From Table 1, and based on single-location data analyses (not shown), it was possible to identify the most widely adapted genotypes for flour strength characteristics. In the case of sedimentation value, genotypes Astana, Novosibirskaya 29, Novosibirskaya 15, Eritrospermum 727, Lutescens 574, Chelyaba and Shortandynskaya 95 dominated the ranking across locations. For DDT, the genotypes Fora, Chelyaba, GVK 1860/8 and GVK 1857/9 were superior. Genotypes Chelyaba, Eritrospermum 727, Fora, Novosibirskaya 29, Astana, Tertsia, Lutescens 574 and Shortandynskaya 95 had the longest mixing times across locations; whereas for MTI, genotypes Novosibirskaya 29, Chelyaba, Eritrospermum 727 and Stepnaya 1 consistently gave the lowest scores.

Discussion

High grain and flour proteins are common features of wheat growns under dry high latitude environments in northern Kazakhstan and Siberia (Shegebaev 1997). However, despite the high protein contents (supposedly indicators of high quality), other grain and flour quality parameters related to flour strength exceeded the optimal ranges set for traditional quality tests that determine desirable characteristics for the baking industry.

The large variation observed on flour strength-related parameters suggests that specific factors related to gluten protein composition also affected flour strength. For instance, higher glutenin to gliadin ratios were shown to correspond with greater dough strength (MacRitchie 1985). In addition, there is evidence that along with high- (HMW) and low- (LMW) molecular weight glutenin composition, gliadins play an important role in wheat flour quality (Peña et al. 2004; Wesley et al. 2001).

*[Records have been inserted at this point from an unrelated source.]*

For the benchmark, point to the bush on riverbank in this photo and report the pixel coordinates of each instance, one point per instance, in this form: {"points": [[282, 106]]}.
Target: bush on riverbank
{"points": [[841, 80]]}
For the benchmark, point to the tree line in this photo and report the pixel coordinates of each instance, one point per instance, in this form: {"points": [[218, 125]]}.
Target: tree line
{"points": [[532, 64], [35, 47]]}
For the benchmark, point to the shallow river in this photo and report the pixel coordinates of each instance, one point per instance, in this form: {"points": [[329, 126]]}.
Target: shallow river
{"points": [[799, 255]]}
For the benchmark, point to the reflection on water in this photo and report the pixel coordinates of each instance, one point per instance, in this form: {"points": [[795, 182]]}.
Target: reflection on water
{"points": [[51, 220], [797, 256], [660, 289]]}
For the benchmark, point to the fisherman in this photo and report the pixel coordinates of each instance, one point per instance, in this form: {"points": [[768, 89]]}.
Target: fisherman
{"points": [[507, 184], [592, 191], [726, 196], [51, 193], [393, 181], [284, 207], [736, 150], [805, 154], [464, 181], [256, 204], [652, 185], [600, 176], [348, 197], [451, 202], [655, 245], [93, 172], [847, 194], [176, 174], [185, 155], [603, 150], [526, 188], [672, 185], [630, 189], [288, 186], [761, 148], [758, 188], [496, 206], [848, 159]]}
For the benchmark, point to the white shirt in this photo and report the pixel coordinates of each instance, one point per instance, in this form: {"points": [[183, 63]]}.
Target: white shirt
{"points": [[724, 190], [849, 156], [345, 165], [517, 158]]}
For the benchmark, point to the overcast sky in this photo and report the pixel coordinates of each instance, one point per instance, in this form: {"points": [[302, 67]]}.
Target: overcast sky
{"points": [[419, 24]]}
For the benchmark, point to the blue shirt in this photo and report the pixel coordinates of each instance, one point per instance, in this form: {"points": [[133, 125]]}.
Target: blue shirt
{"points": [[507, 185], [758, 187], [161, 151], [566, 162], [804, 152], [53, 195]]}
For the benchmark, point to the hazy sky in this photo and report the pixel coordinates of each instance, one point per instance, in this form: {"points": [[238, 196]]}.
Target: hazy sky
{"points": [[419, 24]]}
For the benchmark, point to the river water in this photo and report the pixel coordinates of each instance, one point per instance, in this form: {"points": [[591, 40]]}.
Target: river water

Classifications of strong gluten genotypes as indicated by sedimentation and IDK tests were different, the latter test identifying many genotypes as having medium rather than strong gluten strength. However, both tests identified extreme genotypes with weak or strong glutens. Better classifications were obtained using sedimentation along with farinograph stability time. The fact that many genotypes in the study showed low farinograph stability times, and DDT and valorimeter values, as well as high MTI scores, was indicative of weak gluten flours. Consequently, the resulting doughs could not be mixed for long times or stretched extensively without breaking because of insufficient elasticity and extensibility. This could have resulted from low glutenin contents, although the possible role of excessive gliadins cannot be ruled out (Payne et al. 1991; Metakovsky et al. 1997; Wesley et al. 2001).

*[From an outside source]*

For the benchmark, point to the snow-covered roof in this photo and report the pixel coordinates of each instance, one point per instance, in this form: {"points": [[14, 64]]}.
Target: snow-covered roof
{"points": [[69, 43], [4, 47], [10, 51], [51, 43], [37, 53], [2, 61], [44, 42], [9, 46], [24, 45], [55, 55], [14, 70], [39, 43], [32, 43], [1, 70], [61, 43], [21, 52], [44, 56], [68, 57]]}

Among trait associations, the negative relationships between glutenin content and most of the flour strength parameters has at least two explanations; firstly, cross-contamination among flour protein fractions (because each of the Osborne fractions is a complex mixture of polypeptides that may overlap in solubilities (Gianibelli et al. 2001)), and secondly and more likely, the effects of high temperatures on the composition of the developing gluten protein. Increases in temperatures above 30–32°C, and increased duration of such temperatures during the first 2–3 weeks after anthesis, results in dough weakening due to increased gliadin relative to glutenin content (Blumenthal et al. 1991; Corbellini et al. 1997; Dupont and Altenbach 2003). Increased gliadin to glutenin ratio is a major reason for decreases in breadmaking quality (Bushuk et al. 1978). Thus, as temperatures exceed 30–32°C, there is a decline in gluten-related quality parameters, such as loaf volume and loaf weight. Don et al. (2005) demonstrated that heat stress in the early stages of glutenin synthesis (between 16 days after anthesis (DAA) and 25 DAA) negatively affected the formation of the glutenin macropolymer (GMP). Peck et al. (2008) made similar observations in a series of field experiments conducted in southern Australia. Genotypes in the present experiments were exposed to high temperatures during the 16–25 DAA period at all test locations (Fig. 1a–h). Those heat stress conditions may have caused significant increases in the amounts of gluten protein soluble in 70% ethanol, as well as increases in glutenin particle size, with consequent decreases in glutenin quantity (Don et al. 2005), explaining the low glu/gli ratios (Dupont and Altenbach 2003). Moreover, increased glutenin particle size led to increased DDT, and decreased GMP led to lower dough stability (Don et al. 2005), as observed in the present study.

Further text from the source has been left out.